After a four hour public hearing, Red Deer City council granted permission to Jackpot Casino to turn the vacant land to the east of the establishment into a temporary parking lot for its patrons.
Council Chambers was overflowing with supporters as well as those concerned with the idea that the land would be turned into a temporary parking lot. Nearly 40 people spoke for or against the proposal.
The application was to permit a temporary parking lot for 10 years at 4643 and 4637 50th St., east of the Jackpot Casino. The parking lot would allow for 41 regular stalls and two accessible stalls and include landscaping for screening purposes, benches and a fence as well.
Bruce Buruma, a resident of the area, had concerns.
“There is no question of the importance of Jackpot Casino in our community. A parking lot is the least desirable alternative for any location. It’s a prominent street and a gateway to our downtown core,” he said. “Parking has been an issue in our City for the last 50 years – particularly downtown – 10 years does not sound temporary to me. I see far more potential for this.”
Brandon Bouchard, president of the Parkvale Community Association, said constructing a parking lot in that location could increase traffic in the Parkvale neighbourhood.
“There is no need for another parking lot. It will add more traffic to the area – 46th Avenue is already a shortcut,” he said.
Matt Dial, a resident of the area, said he is in favour of the parking lot being approved.
“I do support it because I think it’s an improvement from what is there now. I don’t think it’s a place for a home or family.”
Scott Mather, a shareholder of Jackpot Casino, said the business has explored all other parking options.
“We would like to stay in the downtown but we have an obligation. Part of our model is to provide parking and we could likely be forced to relocate (without it),” he said. “We want the Jackpot Casino to stay in the downtown. We have whole-heartedly explored all other options.”
Councillor Buck Buchanan made an amendment to the proposal to approve the application for nine years instead of 10 – so that the debate would not become an election item as a municipal election will be held in 2025.
Council passed a motion to grant temporary status to the parking lot for nine years. Councillors Ken Johnston and Tanya Handley were opposed. Councillor Paul Harris was absent.
“This is the entrance to our downtown and potential revenue to our tax base and a parking lot is not the vision that I see here,” said Handley.

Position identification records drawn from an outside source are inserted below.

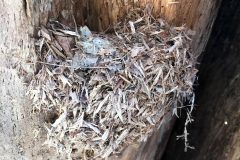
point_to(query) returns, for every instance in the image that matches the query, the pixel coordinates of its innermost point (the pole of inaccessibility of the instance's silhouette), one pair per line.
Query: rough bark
(20, 19)
(216, 131)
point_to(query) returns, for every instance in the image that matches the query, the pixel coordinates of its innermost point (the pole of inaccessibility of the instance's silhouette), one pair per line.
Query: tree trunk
(19, 23)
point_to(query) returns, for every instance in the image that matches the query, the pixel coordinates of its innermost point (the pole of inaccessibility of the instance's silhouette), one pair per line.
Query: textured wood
(22, 18)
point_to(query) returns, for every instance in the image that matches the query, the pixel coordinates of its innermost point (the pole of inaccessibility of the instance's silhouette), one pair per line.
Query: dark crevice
(215, 103)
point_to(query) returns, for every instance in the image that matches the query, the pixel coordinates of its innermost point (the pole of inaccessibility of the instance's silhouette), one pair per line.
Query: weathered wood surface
(20, 19)
(216, 130)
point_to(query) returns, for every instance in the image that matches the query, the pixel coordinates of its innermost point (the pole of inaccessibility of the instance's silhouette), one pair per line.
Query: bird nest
(110, 90)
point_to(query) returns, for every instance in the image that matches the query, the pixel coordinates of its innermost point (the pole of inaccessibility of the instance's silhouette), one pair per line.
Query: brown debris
(111, 91)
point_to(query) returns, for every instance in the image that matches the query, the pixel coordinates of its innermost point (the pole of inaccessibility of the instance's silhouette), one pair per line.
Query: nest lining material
(111, 90)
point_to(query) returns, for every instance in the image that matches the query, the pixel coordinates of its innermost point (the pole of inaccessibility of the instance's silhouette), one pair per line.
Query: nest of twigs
(111, 90)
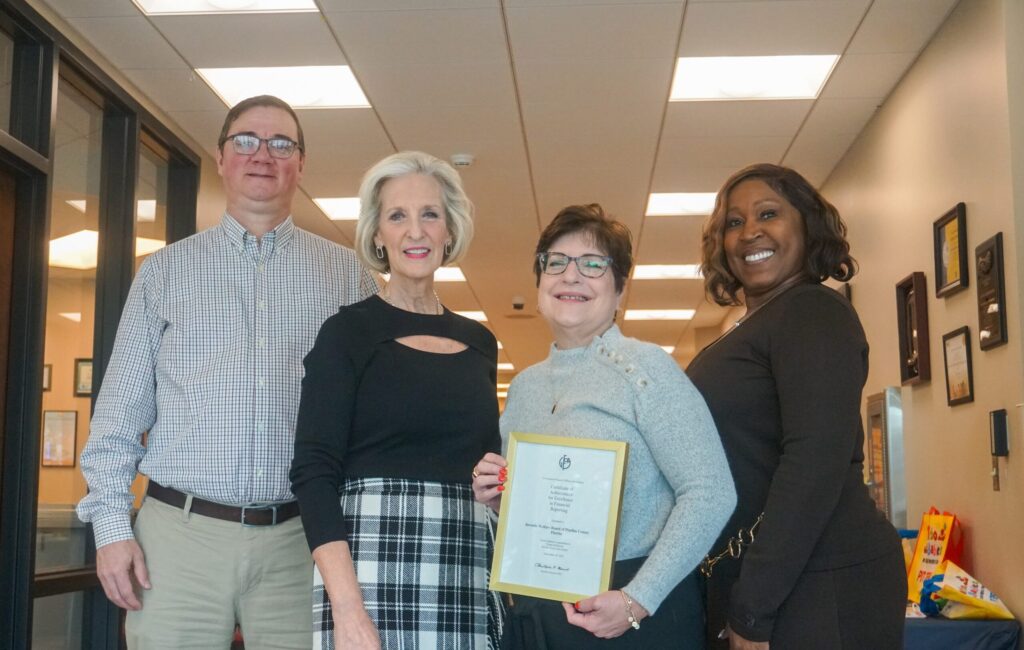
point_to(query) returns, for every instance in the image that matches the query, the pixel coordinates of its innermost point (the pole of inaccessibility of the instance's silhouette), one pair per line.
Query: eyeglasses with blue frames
(589, 265)
(276, 146)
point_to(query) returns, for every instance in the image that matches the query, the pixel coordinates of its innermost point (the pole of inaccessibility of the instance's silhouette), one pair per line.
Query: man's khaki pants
(207, 574)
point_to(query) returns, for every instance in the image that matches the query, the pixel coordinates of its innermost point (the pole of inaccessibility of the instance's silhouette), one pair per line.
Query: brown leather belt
(259, 515)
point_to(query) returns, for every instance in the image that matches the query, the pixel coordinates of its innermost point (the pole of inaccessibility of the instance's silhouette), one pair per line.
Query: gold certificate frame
(559, 517)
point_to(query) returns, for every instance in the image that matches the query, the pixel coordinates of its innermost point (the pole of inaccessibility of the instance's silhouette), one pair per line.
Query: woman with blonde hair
(398, 399)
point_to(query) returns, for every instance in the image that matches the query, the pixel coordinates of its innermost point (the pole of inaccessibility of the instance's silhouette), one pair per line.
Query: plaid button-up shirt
(208, 360)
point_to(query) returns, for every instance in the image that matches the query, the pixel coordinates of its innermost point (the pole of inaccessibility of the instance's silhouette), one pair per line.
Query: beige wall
(942, 137)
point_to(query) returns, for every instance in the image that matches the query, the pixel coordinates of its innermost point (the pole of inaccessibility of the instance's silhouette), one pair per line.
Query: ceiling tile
(594, 32)
(725, 119)
(128, 42)
(670, 241)
(756, 28)
(388, 38)
(177, 89)
(586, 83)
(329, 6)
(282, 39)
(867, 75)
(204, 126)
(686, 164)
(93, 8)
(436, 86)
(814, 156)
(899, 26)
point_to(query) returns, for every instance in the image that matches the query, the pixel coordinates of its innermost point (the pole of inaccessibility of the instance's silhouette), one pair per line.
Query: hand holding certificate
(559, 517)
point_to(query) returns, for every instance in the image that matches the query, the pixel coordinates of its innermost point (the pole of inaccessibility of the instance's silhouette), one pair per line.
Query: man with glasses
(201, 395)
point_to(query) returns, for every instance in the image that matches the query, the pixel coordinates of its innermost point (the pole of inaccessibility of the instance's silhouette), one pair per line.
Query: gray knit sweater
(679, 492)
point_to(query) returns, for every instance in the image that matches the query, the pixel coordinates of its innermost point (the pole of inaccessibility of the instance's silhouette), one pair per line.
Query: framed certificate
(559, 517)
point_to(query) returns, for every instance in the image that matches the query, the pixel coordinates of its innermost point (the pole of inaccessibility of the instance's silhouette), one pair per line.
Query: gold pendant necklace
(438, 308)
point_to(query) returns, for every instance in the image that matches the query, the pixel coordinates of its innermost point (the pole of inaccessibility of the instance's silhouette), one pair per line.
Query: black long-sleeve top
(784, 391)
(374, 407)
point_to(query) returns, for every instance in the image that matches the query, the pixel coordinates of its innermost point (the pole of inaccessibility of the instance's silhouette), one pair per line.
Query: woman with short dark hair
(818, 565)
(597, 383)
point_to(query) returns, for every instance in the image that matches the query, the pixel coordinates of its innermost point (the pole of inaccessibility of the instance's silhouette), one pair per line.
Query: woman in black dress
(824, 569)
(398, 399)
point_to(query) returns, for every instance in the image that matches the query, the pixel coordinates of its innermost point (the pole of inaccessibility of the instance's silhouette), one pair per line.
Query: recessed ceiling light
(732, 78)
(659, 314)
(667, 271)
(300, 86)
(155, 7)
(671, 204)
(78, 250)
(340, 208)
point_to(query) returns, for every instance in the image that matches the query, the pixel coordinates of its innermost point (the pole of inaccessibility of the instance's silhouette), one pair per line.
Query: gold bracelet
(630, 616)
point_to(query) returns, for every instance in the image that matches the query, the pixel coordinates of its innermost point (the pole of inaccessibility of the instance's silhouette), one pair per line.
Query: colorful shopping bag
(940, 538)
(952, 593)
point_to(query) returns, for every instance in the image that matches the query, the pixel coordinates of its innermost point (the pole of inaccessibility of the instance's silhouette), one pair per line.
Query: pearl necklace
(438, 309)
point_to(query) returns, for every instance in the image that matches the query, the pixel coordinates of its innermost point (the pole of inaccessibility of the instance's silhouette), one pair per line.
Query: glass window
(6, 74)
(56, 622)
(71, 299)
(151, 200)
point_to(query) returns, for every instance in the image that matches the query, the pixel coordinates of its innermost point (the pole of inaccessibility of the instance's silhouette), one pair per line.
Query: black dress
(386, 439)
(826, 569)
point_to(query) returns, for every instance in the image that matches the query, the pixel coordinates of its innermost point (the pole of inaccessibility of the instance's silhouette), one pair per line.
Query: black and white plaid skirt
(422, 552)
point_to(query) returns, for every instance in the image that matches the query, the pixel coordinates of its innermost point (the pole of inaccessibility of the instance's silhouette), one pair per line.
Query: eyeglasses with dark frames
(589, 265)
(276, 146)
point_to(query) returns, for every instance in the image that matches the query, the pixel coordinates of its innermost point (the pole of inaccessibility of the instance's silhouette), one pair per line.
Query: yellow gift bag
(940, 538)
(952, 593)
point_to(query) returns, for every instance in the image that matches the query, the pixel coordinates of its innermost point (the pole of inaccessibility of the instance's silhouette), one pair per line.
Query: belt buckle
(273, 517)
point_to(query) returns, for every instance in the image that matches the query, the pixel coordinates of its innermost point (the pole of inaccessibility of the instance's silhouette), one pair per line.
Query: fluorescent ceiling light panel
(450, 274)
(732, 78)
(443, 274)
(155, 7)
(667, 271)
(78, 250)
(301, 86)
(145, 210)
(671, 204)
(659, 314)
(340, 208)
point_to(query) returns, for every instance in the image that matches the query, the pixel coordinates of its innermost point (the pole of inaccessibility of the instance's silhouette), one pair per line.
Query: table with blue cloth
(942, 634)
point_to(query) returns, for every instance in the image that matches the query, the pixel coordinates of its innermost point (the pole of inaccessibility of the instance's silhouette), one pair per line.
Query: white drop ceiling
(560, 101)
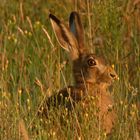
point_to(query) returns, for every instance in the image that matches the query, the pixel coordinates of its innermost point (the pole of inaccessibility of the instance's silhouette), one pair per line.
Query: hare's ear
(77, 29)
(64, 36)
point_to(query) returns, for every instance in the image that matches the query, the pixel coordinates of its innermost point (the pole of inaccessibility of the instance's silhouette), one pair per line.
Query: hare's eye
(91, 62)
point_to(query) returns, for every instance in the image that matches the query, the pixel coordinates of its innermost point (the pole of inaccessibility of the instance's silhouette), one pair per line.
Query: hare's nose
(113, 76)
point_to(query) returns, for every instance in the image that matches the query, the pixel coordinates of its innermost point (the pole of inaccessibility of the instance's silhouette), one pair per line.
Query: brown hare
(91, 74)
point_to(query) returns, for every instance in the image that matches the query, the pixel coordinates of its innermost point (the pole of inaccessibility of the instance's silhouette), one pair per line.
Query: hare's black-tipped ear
(65, 38)
(77, 29)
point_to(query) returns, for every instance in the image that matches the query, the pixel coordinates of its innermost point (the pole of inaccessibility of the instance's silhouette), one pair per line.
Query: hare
(91, 73)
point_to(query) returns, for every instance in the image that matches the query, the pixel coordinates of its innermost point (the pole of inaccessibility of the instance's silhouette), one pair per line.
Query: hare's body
(92, 75)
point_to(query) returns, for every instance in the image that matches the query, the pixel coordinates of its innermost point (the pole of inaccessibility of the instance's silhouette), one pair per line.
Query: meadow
(33, 66)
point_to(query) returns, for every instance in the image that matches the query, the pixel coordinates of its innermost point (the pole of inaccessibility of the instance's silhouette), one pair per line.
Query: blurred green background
(32, 64)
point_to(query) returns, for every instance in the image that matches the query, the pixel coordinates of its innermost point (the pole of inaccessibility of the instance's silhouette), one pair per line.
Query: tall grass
(32, 64)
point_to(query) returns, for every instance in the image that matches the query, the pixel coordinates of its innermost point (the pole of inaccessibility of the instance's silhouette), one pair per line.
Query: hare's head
(87, 67)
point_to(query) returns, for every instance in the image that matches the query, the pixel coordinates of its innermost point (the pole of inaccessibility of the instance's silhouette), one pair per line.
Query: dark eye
(91, 62)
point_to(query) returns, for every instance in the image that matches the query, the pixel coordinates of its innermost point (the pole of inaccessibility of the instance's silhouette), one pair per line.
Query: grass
(32, 66)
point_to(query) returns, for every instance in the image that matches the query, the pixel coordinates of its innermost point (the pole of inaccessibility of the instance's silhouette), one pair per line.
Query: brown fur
(92, 75)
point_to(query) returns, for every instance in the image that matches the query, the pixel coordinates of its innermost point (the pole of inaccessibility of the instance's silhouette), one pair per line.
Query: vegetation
(32, 65)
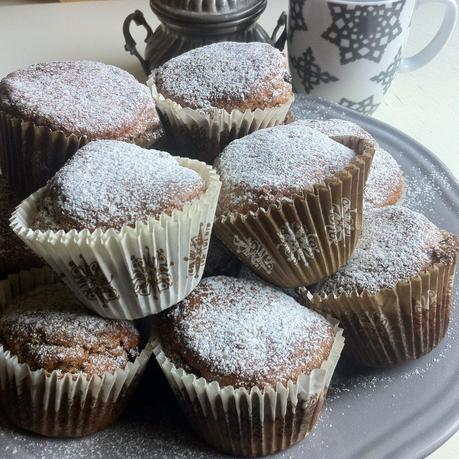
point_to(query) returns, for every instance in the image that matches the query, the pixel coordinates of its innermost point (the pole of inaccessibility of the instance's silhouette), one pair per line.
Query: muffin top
(276, 163)
(385, 181)
(14, 254)
(48, 328)
(396, 244)
(84, 98)
(109, 184)
(244, 333)
(228, 76)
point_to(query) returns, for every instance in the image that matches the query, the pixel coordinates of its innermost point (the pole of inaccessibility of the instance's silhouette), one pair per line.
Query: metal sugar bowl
(188, 24)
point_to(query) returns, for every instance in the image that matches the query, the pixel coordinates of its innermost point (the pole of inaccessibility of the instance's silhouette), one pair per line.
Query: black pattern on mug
(365, 106)
(310, 73)
(363, 31)
(386, 76)
(295, 18)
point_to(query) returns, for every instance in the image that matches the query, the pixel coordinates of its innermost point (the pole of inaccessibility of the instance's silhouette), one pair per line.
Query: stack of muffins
(306, 205)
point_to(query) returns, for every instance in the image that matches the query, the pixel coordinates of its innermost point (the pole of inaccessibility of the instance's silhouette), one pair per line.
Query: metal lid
(206, 10)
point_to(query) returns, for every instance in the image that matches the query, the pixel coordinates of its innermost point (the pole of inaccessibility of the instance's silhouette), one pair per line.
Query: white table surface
(424, 104)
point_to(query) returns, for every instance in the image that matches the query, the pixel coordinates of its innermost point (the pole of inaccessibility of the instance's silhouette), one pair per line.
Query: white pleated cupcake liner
(254, 422)
(134, 272)
(301, 240)
(395, 324)
(204, 135)
(55, 403)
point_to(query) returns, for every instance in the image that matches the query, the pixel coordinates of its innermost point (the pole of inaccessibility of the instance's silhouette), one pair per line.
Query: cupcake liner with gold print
(395, 324)
(134, 272)
(59, 404)
(204, 135)
(254, 422)
(302, 240)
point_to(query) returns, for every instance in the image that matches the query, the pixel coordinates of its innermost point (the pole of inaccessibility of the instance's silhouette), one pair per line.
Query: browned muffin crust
(49, 329)
(396, 245)
(244, 333)
(84, 98)
(385, 184)
(109, 184)
(226, 75)
(274, 164)
(14, 254)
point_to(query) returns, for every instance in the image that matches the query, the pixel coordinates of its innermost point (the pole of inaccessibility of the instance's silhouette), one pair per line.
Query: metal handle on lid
(130, 46)
(279, 43)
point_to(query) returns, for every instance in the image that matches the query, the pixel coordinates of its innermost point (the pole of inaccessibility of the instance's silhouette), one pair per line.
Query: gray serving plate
(402, 412)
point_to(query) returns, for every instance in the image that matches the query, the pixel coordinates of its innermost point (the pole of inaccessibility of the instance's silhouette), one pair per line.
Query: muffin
(211, 95)
(127, 228)
(233, 351)
(48, 111)
(385, 184)
(291, 201)
(393, 298)
(14, 254)
(64, 372)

Councillor Dianne Wyntjes said the temporary parking lot provides a good alternative to what is there now – two vacant lots.
“I often drive that road and every time I look at the lot, I ask how’s that working for us? And for me, it’s not. I see two vacant lots empty and with no usage,” she said. “As difficult as it is, I support the temporary value. The application was made and we see a parking lot, but it is a parking lot that we normally don’t see. Here’s one with furniture, with fencing, we see preservation of the trees. It’s not your average parking lot.”
Mayor Tara Veer said she struggled with the issue.
“I’ve been back and forth on this. What we have in front of us is an application on temporary use. When Mr. Buruma stood up and said 10 years does not like feel temporary use – I agreed. Councillor (Lawrence) Lee had an amendment to approve it for seven years and I wish that would have gotten on the floor. To me, that recognizes that is an area in transition. In my view seven years – there is investment on the part of the business owner, but in seven years it holds some members of this council accountable to their decision,” she said. “I think in keeping to my integrity about planning significance and the broader community interest what I heard was that Parkvale was divided over the issue. The tipping point for me on a temporary use is the fact that the two directly adjacent properties who arguably will be most directly impacted, spoke in favour of the application.”